Sur la fiche  qu'elle donnait à remplir aux élèves de seconde en début d'année, elle concluait toujours par ces deux questions qui parfois leur donnaient du fil à retordre :

  1. Qu'aimez-vous le plus ?
  2. Que détestez-vous le plus ?

A la deuxième question, l'une de ses élèves avait répondu : « ma belle-mère ».

 

1 septembre 2014

La rentrée

Deux jours avant la rentrée, c’était toujours la même chose, les rêves succédaient aux rêves. La veille, dans son premier rêve, elle était redevenue élève et séchait sur un problème de maths que le professeur – une femme à l’impeccable blouse blanche - avait donné en anglais afin de vérifier leur niveau de compétence dans les deux disciplines. Quant au rêve suivant, redevenue professeur, elle essayait de se présenter à la classe mais aucun son ne sortait et les élèves finissaient par se lasser de ce rôle muet. Elle se réveilla en sursaut à quatre heures du matin, et la première chose qu’elle fit ce fut de vérifier l’usage de sa voix en hurlant.

Son mari lui en voulut beaucoup…

30 août 2014

Les travaux d’Hercule

Elle lui avait demandé de ranger sa chambre.  Une hérésie. Demande-t-on à un adolescent de mettre de l’ordre dans sa chambre ? Le  rangement dura une semaine. Le premier jour, il mit ses chaussettes au sale, le deuxième jour  il changea la housse de couette, le troisième jour le drap du dessous, le quatrième jour  il ramassa ses livres et les fourra dans son bureau, le cinquième jour il s’attaqua aux feuilles qui traînaient par terre et il les jeta en vrac dans un tiroir, le sixième jour  il mit ses caleçons dans la machine et le septième jour… il se reposa.

 

16 août 2014

Confidence

Le dimanche après-midi semblait tirer en longueur, comme tous les dimanches après-midi qu’elle passait avec sa mère, chambre 12, au première étage de la maison de retraite où elle résidait depuis deux ans. Elle finit par  lui demander, plus par ennui que par curiosité.

- Quelle est la pire chose que tu aies faite dans ta vie ?

Sa mère hésita un instant et lui demanda, soupçonneuse, pourquoi elle lui posait cette question alors qu’elle connaissait déjà la réponse. Devant l’étonnement manifeste de sa fille, elle  répondit, agacée : me marier avec ton père, bien sûr, comme si je ne te l’avais pas déjà dit mille fois !

12 juillet 2014

La voix

Elle devait se marier dans quatre jours mais il y avait cette extinction de voix qui n’en finissait pas. Allait-elle seulement pouvoir dire OUI ? Le curé l’entendrait-il ? Sa voix cherchait-elle à lui dire quelque chose qu’elle ne pouvait entendre ?
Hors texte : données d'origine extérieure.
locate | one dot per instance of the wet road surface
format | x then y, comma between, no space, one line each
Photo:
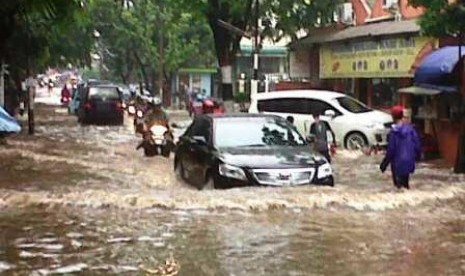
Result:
81,199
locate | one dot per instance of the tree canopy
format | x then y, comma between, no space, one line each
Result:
441,17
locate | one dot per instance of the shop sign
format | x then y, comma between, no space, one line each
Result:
383,58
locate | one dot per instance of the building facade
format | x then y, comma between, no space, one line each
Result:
371,53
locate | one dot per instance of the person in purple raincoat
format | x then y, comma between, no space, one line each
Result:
404,148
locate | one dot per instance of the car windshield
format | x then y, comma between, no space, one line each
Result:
103,93
255,132
352,105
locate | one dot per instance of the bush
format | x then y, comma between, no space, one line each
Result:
241,97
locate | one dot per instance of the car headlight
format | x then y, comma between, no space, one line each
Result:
232,172
324,171
375,126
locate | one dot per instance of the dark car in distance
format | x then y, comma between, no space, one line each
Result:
101,103
234,150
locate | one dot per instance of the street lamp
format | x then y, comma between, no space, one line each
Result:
254,81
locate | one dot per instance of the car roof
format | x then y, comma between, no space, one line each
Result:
309,93
236,115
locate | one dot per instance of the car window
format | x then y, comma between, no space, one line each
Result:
284,105
352,105
255,131
103,93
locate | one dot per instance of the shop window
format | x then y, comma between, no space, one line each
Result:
384,93
298,106
450,107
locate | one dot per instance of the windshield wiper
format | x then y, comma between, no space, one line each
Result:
253,146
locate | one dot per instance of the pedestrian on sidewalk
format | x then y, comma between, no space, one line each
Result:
404,148
319,129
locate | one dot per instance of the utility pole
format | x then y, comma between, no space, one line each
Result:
254,81
3,72
460,159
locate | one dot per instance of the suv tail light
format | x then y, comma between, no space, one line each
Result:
119,105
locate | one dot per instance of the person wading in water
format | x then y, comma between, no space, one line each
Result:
319,129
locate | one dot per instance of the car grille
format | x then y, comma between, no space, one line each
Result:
284,177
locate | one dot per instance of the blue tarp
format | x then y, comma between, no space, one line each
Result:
436,70
8,123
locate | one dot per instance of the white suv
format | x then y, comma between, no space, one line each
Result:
355,125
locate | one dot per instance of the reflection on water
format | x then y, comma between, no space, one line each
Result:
411,242
82,200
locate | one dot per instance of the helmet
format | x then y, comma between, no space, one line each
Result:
155,101
208,103
397,112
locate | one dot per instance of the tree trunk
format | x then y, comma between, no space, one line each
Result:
226,43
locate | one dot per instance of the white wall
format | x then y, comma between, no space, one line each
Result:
299,63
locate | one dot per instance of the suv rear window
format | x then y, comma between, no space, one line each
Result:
284,105
103,93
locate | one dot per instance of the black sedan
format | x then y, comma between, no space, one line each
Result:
100,103
225,151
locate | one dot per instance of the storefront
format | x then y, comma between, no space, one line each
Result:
436,102
378,67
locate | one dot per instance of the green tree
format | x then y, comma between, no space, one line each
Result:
140,38
33,30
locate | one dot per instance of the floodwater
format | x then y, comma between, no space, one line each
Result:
82,200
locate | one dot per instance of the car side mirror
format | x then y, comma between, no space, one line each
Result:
200,140
330,113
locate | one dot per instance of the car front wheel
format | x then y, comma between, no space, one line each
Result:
356,141
209,184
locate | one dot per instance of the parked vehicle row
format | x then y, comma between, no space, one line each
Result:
226,151
97,101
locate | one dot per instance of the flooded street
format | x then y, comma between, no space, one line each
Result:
77,199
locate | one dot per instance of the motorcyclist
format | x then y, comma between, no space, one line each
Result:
155,112
208,107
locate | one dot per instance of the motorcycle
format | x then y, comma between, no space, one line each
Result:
139,121
198,106
158,140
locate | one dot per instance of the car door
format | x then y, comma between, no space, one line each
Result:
336,122
197,150
284,107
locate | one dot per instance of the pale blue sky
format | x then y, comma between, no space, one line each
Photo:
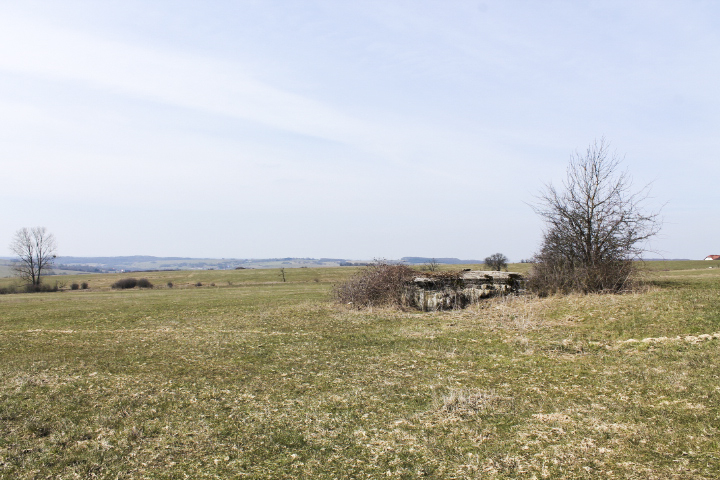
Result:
347,129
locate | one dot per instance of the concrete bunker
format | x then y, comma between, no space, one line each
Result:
452,290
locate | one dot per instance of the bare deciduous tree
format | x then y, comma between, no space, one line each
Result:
595,226
36,249
496,261
431,265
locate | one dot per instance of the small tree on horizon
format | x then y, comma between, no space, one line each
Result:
496,261
36,251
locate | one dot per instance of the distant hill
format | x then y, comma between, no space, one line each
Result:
449,261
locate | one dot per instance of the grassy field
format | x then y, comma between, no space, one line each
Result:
256,378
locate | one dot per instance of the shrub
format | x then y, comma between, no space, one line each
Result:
43,288
125,283
378,284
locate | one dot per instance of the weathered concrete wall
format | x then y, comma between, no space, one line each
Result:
448,291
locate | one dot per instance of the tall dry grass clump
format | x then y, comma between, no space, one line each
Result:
378,284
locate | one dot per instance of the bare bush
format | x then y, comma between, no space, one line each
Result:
595,227
378,284
124,283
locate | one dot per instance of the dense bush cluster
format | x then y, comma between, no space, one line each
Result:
378,284
132,283
556,274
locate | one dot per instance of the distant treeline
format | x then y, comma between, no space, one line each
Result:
449,261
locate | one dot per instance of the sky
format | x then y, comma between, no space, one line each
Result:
347,129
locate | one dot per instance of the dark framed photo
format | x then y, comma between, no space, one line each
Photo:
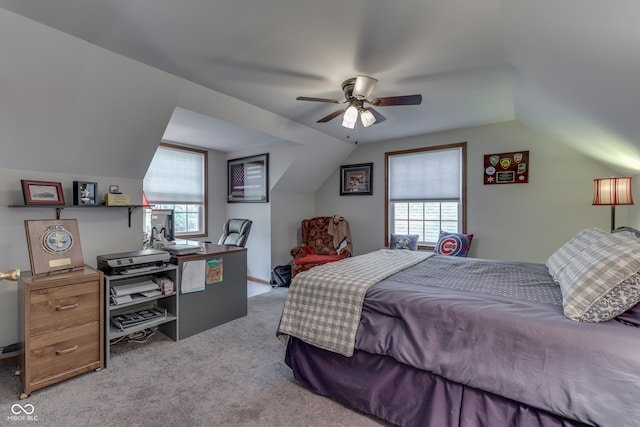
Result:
248,179
42,193
356,180
85,193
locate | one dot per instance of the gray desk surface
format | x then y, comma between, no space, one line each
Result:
219,302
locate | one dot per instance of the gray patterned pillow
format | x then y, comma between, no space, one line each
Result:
598,274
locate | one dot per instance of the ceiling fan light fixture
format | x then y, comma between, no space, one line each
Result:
367,117
363,87
350,117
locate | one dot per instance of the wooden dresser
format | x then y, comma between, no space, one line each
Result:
61,326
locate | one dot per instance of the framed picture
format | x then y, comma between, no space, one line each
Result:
85,193
42,193
248,179
355,180
506,168
54,245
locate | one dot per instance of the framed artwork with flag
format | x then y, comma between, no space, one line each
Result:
248,179
506,168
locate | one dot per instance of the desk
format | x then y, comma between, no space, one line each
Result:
219,302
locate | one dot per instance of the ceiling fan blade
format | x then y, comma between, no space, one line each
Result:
397,100
307,98
331,116
379,117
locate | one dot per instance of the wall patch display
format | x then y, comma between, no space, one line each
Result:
506,168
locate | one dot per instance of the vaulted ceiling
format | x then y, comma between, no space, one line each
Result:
566,68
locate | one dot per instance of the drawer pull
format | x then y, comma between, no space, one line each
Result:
66,350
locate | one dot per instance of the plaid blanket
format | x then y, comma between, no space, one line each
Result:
324,304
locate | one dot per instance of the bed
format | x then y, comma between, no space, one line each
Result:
420,339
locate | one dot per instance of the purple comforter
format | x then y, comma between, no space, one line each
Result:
432,317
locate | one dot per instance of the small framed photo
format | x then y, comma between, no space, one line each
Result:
42,193
85,193
248,179
355,180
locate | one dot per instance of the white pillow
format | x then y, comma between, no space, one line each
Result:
598,274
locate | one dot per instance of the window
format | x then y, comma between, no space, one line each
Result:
177,179
426,192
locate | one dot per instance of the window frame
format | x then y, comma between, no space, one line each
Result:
205,205
463,190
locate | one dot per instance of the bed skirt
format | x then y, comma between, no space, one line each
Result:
407,396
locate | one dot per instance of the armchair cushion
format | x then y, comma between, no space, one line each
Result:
318,243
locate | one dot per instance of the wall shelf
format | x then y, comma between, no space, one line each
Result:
59,208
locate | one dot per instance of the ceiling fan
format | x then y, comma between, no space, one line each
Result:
356,92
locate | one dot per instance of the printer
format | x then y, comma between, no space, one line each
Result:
133,262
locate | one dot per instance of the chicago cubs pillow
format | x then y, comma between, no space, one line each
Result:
454,244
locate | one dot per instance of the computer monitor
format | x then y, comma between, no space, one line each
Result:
161,226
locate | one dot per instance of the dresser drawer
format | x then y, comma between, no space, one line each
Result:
60,307
63,354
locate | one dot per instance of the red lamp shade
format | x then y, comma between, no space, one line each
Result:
612,191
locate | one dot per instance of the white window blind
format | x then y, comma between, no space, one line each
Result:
175,177
430,175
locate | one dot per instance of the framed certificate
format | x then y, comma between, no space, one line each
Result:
54,245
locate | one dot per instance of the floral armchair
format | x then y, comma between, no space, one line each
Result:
324,239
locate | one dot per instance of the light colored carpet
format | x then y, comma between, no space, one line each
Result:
231,375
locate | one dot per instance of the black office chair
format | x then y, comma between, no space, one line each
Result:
235,232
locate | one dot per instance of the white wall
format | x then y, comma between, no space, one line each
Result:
514,221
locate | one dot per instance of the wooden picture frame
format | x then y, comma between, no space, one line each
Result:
248,179
356,180
54,245
85,193
506,168
42,193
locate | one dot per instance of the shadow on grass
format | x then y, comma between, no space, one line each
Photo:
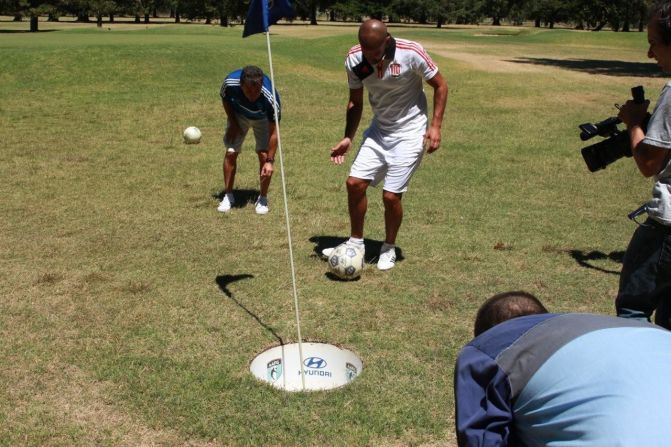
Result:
242,197
597,66
584,259
372,250
223,281
21,31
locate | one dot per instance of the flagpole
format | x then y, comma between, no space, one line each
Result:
286,211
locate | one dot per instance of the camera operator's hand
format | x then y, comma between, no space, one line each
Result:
633,114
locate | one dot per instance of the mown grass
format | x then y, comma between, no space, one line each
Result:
131,308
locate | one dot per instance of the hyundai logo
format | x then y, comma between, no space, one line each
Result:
315,362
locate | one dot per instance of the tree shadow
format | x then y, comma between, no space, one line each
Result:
223,282
242,197
597,66
584,259
372,250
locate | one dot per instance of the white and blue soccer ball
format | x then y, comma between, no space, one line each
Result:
346,262
192,135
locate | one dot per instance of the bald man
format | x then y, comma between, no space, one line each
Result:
393,71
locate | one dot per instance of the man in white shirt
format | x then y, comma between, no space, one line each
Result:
393,71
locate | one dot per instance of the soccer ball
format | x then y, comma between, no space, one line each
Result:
192,135
346,262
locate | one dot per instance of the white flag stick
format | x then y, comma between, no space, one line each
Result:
286,211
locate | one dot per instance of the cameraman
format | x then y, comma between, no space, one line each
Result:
645,283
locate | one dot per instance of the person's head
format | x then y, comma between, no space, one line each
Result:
504,306
251,81
373,38
659,35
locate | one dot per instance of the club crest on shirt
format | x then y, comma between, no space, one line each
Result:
395,69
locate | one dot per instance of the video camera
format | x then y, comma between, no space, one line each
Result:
615,146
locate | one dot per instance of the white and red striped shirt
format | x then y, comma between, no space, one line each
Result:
395,86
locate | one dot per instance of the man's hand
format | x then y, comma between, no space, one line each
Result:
267,169
432,139
633,114
338,151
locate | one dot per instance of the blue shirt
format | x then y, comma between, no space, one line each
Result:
260,109
565,380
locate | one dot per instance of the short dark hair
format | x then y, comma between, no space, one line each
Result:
661,13
251,75
503,307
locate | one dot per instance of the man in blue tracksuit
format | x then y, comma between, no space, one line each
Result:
544,379
247,97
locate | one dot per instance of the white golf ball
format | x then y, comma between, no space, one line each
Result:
192,135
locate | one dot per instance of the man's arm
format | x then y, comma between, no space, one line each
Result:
270,150
440,90
484,413
233,126
649,159
352,120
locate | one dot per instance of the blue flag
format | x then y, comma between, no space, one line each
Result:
263,13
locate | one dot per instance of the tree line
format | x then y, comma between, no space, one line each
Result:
617,15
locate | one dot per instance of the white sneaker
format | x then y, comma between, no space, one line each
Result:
387,257
226,203
262,205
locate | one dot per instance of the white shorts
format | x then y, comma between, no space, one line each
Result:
393,158
261,134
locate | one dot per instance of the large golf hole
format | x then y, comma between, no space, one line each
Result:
325,367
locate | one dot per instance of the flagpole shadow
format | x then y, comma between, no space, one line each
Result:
223,281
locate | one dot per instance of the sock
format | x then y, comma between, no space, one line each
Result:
386,247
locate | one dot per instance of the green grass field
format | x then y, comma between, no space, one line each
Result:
130,309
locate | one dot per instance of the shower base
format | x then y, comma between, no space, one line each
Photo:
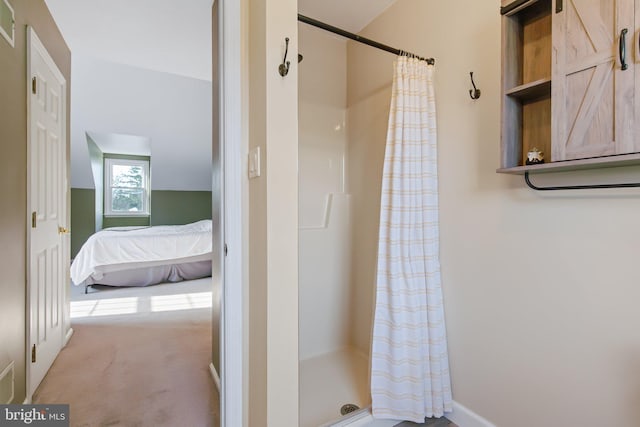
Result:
330,381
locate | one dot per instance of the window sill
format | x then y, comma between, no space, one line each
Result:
139,215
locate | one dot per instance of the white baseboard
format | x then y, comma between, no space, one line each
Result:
67,337
215,376
465,417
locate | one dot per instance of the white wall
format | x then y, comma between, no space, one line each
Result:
173,111
324,209
272,233
541,290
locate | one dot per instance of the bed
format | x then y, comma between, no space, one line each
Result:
142,256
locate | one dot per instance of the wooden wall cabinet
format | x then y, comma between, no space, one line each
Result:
570,83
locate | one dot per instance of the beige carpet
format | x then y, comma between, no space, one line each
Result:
141,369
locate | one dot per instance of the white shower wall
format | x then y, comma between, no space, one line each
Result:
324,208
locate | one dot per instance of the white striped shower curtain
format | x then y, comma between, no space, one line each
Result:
409,364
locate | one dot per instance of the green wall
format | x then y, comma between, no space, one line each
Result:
179,207
83,217
167,208
124,221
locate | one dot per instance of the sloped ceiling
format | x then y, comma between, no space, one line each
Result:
174,36
350,15
162,35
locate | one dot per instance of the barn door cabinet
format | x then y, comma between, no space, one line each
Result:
570,83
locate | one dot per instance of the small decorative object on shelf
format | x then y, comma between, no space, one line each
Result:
535,157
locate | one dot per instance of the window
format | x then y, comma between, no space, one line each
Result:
126,187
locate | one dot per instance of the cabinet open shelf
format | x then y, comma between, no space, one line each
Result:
563,92
533,90
620,160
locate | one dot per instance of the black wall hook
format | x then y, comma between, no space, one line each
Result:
283,69
475,92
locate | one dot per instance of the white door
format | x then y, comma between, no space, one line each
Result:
46,197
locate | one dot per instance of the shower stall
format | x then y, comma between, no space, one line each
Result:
339,196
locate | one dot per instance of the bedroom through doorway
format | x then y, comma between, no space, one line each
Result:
145,215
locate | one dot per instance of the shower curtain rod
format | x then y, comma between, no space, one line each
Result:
360,39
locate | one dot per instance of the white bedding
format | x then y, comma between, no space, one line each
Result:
122,248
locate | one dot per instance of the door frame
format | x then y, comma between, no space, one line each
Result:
34,41
233,142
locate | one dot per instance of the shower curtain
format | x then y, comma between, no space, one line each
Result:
409,364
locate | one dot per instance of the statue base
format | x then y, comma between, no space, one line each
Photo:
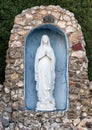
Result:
45,106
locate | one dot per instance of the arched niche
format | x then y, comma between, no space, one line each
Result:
59,44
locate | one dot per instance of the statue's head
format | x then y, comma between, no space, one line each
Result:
45,40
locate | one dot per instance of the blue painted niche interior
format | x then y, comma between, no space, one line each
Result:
59,44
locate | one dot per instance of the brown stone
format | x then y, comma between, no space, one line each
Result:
13,37
71,82
19,21
77,46
43,12
14,76
75,37
23,32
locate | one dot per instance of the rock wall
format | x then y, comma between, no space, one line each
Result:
12,113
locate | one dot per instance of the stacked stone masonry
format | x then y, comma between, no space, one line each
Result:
12,113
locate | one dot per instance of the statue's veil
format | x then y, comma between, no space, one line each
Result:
48,40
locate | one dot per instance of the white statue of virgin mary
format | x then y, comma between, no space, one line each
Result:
45,75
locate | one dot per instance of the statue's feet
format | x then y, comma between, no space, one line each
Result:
46,106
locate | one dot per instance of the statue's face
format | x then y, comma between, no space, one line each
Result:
45,39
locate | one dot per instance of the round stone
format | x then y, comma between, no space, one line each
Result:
5,122
70,29
1,87
14,76
7,90
66,18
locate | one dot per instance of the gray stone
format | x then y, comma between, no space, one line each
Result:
5,122
79,54
1,87
8,109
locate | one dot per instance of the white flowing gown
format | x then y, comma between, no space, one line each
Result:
45,76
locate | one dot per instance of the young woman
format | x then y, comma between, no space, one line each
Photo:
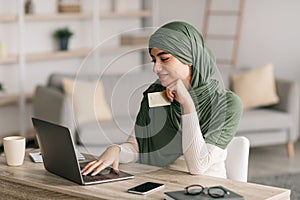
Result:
201,120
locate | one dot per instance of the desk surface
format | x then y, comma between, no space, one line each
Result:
31,180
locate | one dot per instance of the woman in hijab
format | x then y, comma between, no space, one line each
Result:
201,119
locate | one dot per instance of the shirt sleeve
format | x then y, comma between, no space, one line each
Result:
199,156
129,150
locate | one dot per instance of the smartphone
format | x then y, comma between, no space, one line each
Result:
146,188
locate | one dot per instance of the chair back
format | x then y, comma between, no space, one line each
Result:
237,159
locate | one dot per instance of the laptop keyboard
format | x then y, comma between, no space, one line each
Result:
105,174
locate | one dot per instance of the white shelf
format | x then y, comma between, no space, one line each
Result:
13,59
58,16
128,14
76,16
8,18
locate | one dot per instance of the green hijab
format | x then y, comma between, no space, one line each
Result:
158,130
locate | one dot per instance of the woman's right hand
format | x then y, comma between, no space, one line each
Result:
109,157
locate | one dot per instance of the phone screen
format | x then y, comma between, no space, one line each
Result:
146,188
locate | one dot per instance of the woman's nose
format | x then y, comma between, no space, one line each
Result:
157,68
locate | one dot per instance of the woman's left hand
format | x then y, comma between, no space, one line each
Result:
177,90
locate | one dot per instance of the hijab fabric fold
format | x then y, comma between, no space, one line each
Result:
158,130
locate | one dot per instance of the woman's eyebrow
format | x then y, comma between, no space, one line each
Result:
160,53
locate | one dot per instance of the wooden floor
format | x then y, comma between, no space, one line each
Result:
264,161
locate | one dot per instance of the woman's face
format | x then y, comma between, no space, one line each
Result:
168,68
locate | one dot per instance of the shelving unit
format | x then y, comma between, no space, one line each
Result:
22,58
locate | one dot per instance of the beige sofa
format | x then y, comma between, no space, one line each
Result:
276,124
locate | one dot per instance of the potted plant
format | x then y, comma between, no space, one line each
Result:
63,35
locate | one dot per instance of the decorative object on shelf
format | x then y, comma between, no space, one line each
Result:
29,7
135,38
3,52
69,6
1,87
113,5
63,35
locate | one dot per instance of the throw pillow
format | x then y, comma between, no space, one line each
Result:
256,87
88,100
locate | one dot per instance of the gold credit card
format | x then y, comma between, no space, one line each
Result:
156,99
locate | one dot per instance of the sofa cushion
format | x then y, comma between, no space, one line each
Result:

Pourtant, ce nouveau mari, elle l’avait  choisi avec soin ; pas comme le premier ni comme le deuxième ni même comme le troisième ou le quatrième. Avec celui-ci, ce serait du solide, elle le sentait.

Mais il y avait la voix, ou plutôt son absence...

 

 

2 juillet 2014

Double vie

Le matin, il partait à 8 heures, sans faire de bruit, avant qu’elle ne finisse son petit déjeuner et il revenait le soir vers 18 heures comme si de rien n’était. Sa discrétion était telle qu’elle ne s’autorisait pas à lui faire de réflexion. Un jour, pourtant, elle le suivit ; non par jalousie, mais par curiosité. Et la vérité lui apparut, dans toute sa crudité : pendant la journée il se faisait appeler Boris chez les voisins du bout de la rue et le soir, chez elle, c’était Michel. Le goujat  avait une double vie !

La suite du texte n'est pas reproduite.